Trust me, every railroader here can tell you gross out stories that will ruin the next week for you…
But they wont, because they live with the aftermath for the rest of their lives.
Enough…give it a rest.
Well, i have never seen anyone get hit. But, stupid people at CP’s Humboldt yard in Minneapolis, 2 people went in front of the train. One guy actually got out and looked to see where it was then got into his car and sped across the tracks. I wish he would have been hit, no repect for anything these days.
There was a particularly nasty crash on the then Illinois Central main through my town. A car, with a single male occupant, dashed across the tracks in front of a train. My father was fire chief at the time, and the car was hit by the Amtrak that came through the area at the time. According to my dad, the car literally exploded, as far as the victim, he spared me the details.

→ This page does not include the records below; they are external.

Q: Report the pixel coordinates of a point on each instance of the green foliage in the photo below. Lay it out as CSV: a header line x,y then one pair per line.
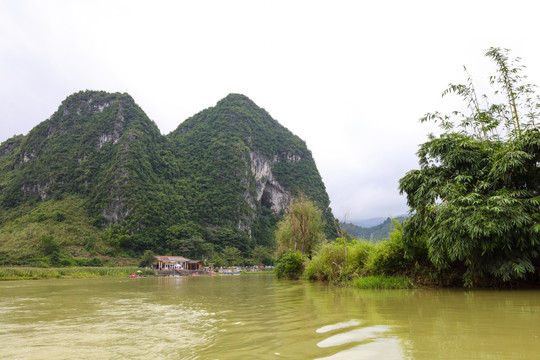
x,y
389,256
339,261
147,259
262,255
476,196
383,282
103,177
302,229
290,265
20,273
232,256
48,245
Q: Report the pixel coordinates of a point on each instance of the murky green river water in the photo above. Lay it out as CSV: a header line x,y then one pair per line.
x,y
258,317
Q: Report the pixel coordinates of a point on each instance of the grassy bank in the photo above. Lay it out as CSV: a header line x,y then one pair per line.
x,y
257,272
30,273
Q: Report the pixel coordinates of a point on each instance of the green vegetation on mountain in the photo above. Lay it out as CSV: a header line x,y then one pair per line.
x,y
98,175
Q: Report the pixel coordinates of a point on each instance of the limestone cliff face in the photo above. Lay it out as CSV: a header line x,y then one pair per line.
x,y
223,175
269,191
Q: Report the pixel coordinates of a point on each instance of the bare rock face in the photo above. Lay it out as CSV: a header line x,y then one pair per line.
x,y
269,191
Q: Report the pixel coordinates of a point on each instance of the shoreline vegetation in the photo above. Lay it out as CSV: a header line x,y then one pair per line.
x,y
35,273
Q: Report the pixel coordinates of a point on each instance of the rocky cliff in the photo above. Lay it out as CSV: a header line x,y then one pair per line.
x,y
224,176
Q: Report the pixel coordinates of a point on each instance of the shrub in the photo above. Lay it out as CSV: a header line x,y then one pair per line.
x,y
383,282
388,256
290,265
339,261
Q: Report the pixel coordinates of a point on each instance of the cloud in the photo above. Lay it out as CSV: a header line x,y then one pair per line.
x,y
351,78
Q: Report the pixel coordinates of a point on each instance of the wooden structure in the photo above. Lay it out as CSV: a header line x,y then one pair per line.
x,y
176,263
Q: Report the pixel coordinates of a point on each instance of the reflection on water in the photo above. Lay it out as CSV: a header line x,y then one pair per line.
x,y
258,317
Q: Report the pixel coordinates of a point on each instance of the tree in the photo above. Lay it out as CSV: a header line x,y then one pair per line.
x,y
147,259
232,256
475,199
302,228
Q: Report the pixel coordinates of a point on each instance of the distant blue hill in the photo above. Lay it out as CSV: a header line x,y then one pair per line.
x,y
377,232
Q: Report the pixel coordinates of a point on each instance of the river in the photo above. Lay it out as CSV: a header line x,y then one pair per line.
x,y
259,317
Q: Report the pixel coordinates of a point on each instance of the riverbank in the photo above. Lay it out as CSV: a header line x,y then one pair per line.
x,y
34,273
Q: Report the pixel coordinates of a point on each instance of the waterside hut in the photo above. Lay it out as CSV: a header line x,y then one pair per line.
x,y
176,263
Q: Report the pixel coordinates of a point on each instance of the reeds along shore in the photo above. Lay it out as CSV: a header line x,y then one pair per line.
x,y
27,273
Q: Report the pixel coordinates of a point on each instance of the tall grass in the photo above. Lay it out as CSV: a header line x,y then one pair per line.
x,y
383,282
28,273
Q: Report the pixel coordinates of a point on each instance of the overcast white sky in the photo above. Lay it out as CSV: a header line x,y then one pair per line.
x,y
351,78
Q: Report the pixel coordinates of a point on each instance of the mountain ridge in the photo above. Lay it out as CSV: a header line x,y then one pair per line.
x,y
225,175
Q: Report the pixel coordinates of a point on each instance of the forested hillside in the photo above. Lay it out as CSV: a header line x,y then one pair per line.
x,y
98,177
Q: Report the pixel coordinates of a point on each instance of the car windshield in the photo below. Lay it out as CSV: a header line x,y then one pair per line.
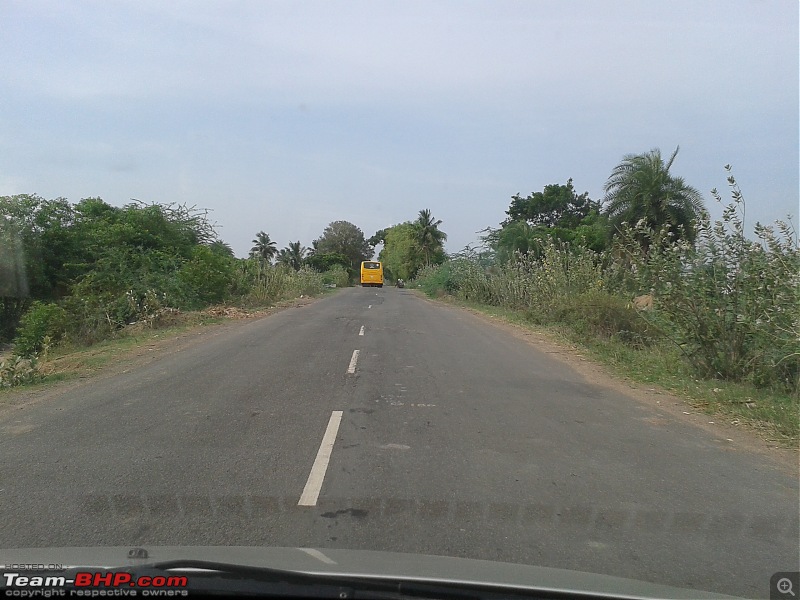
x,y
508,281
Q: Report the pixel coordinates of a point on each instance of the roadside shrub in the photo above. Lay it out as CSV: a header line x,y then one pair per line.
x,y
337,275
44,323
598,313
264,284
207,277
731,303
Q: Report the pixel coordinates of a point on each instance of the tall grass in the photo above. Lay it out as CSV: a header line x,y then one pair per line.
x,y
729,304
259,283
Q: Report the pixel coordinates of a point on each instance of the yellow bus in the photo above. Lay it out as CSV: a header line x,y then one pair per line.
x,y
371,273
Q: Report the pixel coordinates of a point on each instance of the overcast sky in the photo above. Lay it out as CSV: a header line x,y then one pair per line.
x,y
284,116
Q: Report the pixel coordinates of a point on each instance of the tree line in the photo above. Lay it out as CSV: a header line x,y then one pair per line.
x,y
640,191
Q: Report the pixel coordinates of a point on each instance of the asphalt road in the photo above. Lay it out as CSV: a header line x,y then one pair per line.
x,y
454,438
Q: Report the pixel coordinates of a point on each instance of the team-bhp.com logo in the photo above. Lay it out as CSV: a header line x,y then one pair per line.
x,y
93,584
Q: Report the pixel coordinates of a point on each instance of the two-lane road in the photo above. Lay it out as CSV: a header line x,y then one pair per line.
x,y
451,437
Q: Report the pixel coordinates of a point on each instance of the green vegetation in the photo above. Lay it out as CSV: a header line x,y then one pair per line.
x,y
676,300
412,245
342,238
79,274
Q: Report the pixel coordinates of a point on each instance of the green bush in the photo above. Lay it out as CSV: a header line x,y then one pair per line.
x,y
44,322
207,278
19,371
730,303
337,276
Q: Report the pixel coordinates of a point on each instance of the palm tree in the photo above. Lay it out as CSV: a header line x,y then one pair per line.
x,y
641,188
293,255
264,247
429,237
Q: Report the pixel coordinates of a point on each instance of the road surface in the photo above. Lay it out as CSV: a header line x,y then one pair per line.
x,y
375,419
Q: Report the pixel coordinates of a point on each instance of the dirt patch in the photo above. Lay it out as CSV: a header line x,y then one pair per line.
x,y
726,429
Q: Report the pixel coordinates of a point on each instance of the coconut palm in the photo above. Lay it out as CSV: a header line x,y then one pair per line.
x,y
264,247
430,238
641,189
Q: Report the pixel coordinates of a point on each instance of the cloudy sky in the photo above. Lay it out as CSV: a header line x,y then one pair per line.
x,y
284,116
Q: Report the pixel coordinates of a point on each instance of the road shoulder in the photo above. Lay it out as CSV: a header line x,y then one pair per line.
x,y
661,401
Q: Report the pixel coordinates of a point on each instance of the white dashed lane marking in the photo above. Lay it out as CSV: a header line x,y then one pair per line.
x,y
353,361
317,475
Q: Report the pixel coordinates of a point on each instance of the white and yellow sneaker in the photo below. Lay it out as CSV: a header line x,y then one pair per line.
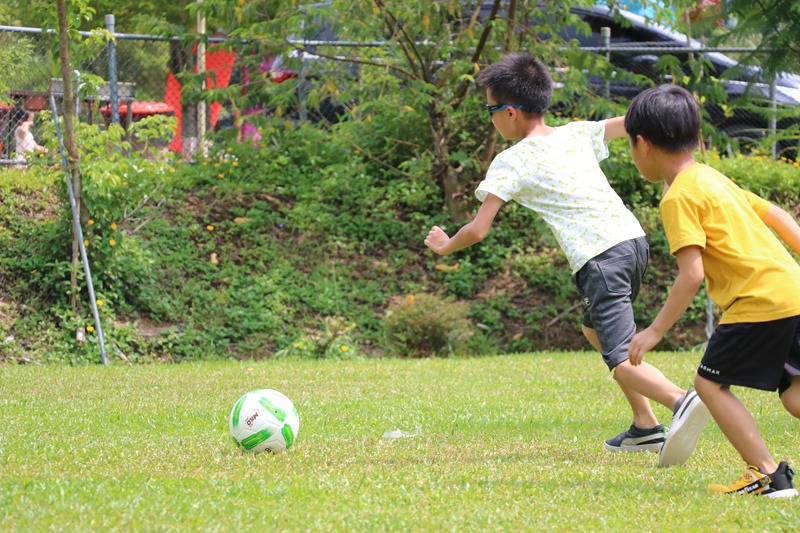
x,y
775,485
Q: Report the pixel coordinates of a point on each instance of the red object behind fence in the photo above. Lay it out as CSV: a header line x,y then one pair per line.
x,y
140,109
218,62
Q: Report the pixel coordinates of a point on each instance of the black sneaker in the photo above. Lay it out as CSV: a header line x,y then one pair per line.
x,y
638,440
775,485
688,420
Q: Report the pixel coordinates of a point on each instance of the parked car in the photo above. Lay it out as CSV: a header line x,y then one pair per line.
x,y
741,83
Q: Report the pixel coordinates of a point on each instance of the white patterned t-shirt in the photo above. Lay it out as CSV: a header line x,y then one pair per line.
x,y
559,177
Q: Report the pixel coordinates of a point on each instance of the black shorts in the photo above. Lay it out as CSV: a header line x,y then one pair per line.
x,y
759,355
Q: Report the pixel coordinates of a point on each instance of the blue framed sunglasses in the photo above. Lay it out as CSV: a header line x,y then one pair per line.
x,y
492,109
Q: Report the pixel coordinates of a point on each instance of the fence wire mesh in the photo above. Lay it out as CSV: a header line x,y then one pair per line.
x,y
148,71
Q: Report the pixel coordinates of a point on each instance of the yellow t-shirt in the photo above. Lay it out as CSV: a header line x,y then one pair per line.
x,y
750,274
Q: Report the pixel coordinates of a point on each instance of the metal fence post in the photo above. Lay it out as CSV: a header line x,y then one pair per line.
x,y
605,35
112,71
773,122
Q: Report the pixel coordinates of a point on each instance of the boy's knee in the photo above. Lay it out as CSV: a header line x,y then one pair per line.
x,y
704,386
791,398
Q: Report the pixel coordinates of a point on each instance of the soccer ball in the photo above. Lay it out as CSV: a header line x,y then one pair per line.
x,y
264,420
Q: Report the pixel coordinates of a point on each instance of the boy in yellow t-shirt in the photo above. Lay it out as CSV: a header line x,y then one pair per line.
x,y
720,232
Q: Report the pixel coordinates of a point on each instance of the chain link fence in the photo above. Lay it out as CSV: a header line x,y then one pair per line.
x,y
142,75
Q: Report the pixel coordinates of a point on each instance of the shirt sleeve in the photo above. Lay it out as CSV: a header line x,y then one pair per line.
x,y
682,224
759,205
502,180
596,131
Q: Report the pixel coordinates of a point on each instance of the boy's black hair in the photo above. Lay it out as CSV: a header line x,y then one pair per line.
x,y
519,79
667,116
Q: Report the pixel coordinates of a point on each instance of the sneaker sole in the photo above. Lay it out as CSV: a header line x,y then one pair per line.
x,y
681,440
632,449
786,493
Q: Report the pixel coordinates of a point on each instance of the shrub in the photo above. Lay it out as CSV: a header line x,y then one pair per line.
x,y
424,325
333,342
775,181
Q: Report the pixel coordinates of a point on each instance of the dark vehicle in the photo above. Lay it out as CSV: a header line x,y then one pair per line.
x,y
749,95
636,47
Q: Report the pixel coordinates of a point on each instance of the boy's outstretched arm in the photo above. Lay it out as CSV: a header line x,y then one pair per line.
x,y
690,277
784,225
615,128
472,232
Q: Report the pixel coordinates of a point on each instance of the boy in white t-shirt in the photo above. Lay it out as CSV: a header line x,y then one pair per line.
x,y
556,173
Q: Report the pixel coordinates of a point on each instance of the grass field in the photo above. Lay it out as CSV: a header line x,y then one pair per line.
x,y
508,443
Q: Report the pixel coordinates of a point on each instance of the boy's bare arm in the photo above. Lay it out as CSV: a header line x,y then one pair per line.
x,y
472,232
615,128
784,225
690,277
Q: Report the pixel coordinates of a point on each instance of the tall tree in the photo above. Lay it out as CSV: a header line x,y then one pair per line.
x,y
421,57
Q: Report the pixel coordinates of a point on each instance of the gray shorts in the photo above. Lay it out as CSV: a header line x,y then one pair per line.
x,y
609,284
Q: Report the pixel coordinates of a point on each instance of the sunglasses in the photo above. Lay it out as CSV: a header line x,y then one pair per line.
x,y
492,109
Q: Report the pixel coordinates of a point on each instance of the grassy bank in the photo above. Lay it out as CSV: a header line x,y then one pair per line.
x,y
510,443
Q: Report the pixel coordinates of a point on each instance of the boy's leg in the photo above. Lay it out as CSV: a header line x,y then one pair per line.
x,y
648,381
643,416
761,355
736,423
791,398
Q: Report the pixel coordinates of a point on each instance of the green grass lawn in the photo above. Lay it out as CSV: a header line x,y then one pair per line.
x,y
508,443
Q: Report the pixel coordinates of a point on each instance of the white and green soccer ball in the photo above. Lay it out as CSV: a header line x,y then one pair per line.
x,y
264,421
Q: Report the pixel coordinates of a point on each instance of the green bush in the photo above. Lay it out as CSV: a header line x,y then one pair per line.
x,y
777,181
424,325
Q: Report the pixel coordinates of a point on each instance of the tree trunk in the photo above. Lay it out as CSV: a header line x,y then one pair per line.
x,y
69,141
443,171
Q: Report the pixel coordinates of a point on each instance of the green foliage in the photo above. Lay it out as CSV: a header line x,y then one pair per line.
x,y
776,181
423,325
334,341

Another incident occured during dismissal from the high school that is the on the south side of those same tracks. A 14 year old girl was walking backwards talking shouting to some friends, meanwhile, behind her, the afternoon local was making it’s rounds through the area industries, when this girl walked backwards into the side of the locomotive. The crossing lights were activated, but she simply didn’t hear the train, or the horn. My brother was on the ambulance that took the girl to the hospital, where she died a short time later.
Another incident occurred on the BNSF main through Western Springs, I was a firefighter in town at the time, we were “paid on call”. I woke up about 2 am to the sound of BNSF locomotives outside my townhouse (the tracks were right across the street), along with the squealing of brakes. I looked out my bedroom window, and noticed a crumpled mass in front of the locomotive, knowing what it was, I was out the door before the alert pager went off. Apparently an eastbound manifest struck a car at the Wolf Rd crossing, about 1/2 a mile to the west. Well, as I was on the first in engine, we walked up to the train, a visibly shaken engine crew sat in the cab, and the remains of a 4 door car was all over the front of the locomotive. My lieutenant was talking to the engine crew trying to get details, while myself and a fellow firefighter went to check the mess in the car… After peering into the twisted metal, we found nothing. So, we commenced a search of the neighborhood from Wolf Rd east, looking for bodies, or body parts. This went on for nearly 35 minutes, all the while,
I do agree, because some of the engeeniers here probably don’t want to be reminded if something happend to them.
But, I think Operation lifesaver should track down a video of a deadly car v.s. train accident and show it on TV. I think alot of people would decide its better to be late then risk attempting to beating a train.
Good to show on TV? No. Will it get the point across? Heck yea.